Sua observação decorre de uma pesquisa encomendada pela Citrix, que foi lançado na quarta-feira. Na pesquisa, que entrevistou 700 CIOs em sete mercados, 92 por cento indicaram que eles eram empregados cientes têm vindo a utilizar dispositivos pessoais no local de trabalho.

Do 92 por cento, 28 por cento dos CIOs disseram funcionários usaram seus dispositivos para as tarefas relacionadas com o trabalho, e este número deverá subir para 35 por cento em 2013, a pesquisa indicou. Além disso, 44 ​​por cento dos entrevistados disseram que suas empresas já têm uma política de dispositivo BYO formal no lugar, mas isso vai aumentar para 94 por cento no prazo de dois anos.

Esta flexibilidade de permitir que os funcionários a utilizar seus dispositivos pessoais para o trabalho teve um impacto positivo na satisfação dos empregados de acordo com 57 por cento dos CIOs entrevistados, enquanto 52 por cento disseram que a produtividade melhorada.

Indo virtual para apoiar BYO; Para estas estatísticas, Martine disse que os resultados são “interessantes, não é surpreendente e consistente”.

Ele, então, as empresas sugeridas devem adotar virtualização de desktop para gerenciar e proteger áreas de trabalho dos seus empregados, aplicações e dados corporativos, que segundo ele é “mais seguro” para o centro.

Para dispositivos móveis, como iPhones da Apple e dispositivos Android, por exemplo, os usuários simplesmente precisam instalar um “receptor” no dispositivo e, uma vez que o seu acesso ter sido autenticado, receberão aplicações e documentos corporativos serviu para estes dispositivos pela empresa de servidor central através de uma conexão VPN, explicou.

Uma autenticação de dois fatores adicional é necessário quando efetuar o login a partir desconhecidos hotspots Wi-Fi, o executivo observou.

“Nós não gerenciar o dispositivo, mas os serviços que oferecemos.
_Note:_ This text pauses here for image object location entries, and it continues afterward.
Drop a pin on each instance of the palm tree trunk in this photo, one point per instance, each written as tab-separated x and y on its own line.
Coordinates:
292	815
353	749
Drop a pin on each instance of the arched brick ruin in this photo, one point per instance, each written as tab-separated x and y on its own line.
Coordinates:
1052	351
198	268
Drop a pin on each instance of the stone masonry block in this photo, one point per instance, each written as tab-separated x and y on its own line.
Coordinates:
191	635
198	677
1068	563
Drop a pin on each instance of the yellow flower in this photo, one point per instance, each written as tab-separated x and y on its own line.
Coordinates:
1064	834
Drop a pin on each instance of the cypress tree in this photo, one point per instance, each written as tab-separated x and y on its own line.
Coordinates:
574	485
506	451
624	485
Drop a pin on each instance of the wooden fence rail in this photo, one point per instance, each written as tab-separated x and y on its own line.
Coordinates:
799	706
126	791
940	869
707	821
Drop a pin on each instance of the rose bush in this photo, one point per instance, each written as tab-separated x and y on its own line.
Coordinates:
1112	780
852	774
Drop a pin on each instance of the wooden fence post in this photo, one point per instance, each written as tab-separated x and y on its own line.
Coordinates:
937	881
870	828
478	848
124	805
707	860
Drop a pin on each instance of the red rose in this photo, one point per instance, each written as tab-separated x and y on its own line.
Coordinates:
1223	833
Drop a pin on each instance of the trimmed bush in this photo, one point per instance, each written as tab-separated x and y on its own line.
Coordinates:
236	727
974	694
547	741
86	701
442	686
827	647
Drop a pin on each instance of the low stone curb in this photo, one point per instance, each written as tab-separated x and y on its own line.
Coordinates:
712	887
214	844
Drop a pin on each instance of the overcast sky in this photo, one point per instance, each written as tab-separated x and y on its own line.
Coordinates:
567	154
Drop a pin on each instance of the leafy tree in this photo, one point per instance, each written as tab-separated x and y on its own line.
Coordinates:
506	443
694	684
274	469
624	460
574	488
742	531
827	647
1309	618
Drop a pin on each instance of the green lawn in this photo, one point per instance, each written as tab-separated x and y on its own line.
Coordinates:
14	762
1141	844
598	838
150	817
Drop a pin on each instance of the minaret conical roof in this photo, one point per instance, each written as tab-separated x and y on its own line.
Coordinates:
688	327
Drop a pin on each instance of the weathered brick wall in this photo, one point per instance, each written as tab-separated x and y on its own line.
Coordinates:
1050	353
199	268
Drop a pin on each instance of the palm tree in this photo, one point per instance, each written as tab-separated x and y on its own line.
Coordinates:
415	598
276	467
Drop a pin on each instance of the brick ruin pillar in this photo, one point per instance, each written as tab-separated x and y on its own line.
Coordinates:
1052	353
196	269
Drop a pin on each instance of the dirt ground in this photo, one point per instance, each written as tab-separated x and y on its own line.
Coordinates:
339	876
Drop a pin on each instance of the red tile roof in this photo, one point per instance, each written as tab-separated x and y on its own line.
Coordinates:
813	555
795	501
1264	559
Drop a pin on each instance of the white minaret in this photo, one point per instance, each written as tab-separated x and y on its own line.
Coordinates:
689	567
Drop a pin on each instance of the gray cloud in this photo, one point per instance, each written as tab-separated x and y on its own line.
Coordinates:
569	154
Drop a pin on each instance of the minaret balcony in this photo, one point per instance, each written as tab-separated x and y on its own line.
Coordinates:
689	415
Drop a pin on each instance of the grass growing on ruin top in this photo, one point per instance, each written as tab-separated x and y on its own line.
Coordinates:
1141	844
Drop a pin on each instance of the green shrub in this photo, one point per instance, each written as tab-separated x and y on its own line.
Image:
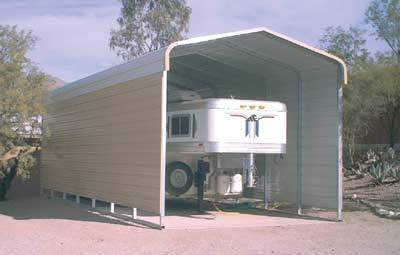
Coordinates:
380	172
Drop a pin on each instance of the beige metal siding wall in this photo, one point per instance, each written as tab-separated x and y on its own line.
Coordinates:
107	144
281	183
319	146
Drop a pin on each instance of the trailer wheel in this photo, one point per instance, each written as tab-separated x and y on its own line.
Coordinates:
179	178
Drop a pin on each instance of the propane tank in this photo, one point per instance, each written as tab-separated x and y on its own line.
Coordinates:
223	184
236	183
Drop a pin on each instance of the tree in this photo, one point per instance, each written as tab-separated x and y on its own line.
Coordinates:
349	45
384	17
22	91
148	25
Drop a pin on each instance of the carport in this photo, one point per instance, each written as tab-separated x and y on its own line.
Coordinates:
124	107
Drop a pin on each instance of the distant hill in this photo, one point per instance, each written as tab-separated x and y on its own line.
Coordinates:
54	83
Ao fazer isso, os funcionários podem escolher qualquer dispositivo que eles querem usar”, explicou Martine.

Além disso, os dados pessoais no dispositivo do usuário não podem ser acessados ​​pela empresa, disse ele. O centro de dados só irá enviar informações e aplicativos para os usuários, mas uma vez que desligar, os dados residem no servidor e não no dispositivo endpoint, acrescentou.

Já, há um número crescente de empresas que formalizam políticas BYO e decidir quais aplicativos devem ser virtualizadas eo tipo de acesso concedido a diferentes funcionários, revelou.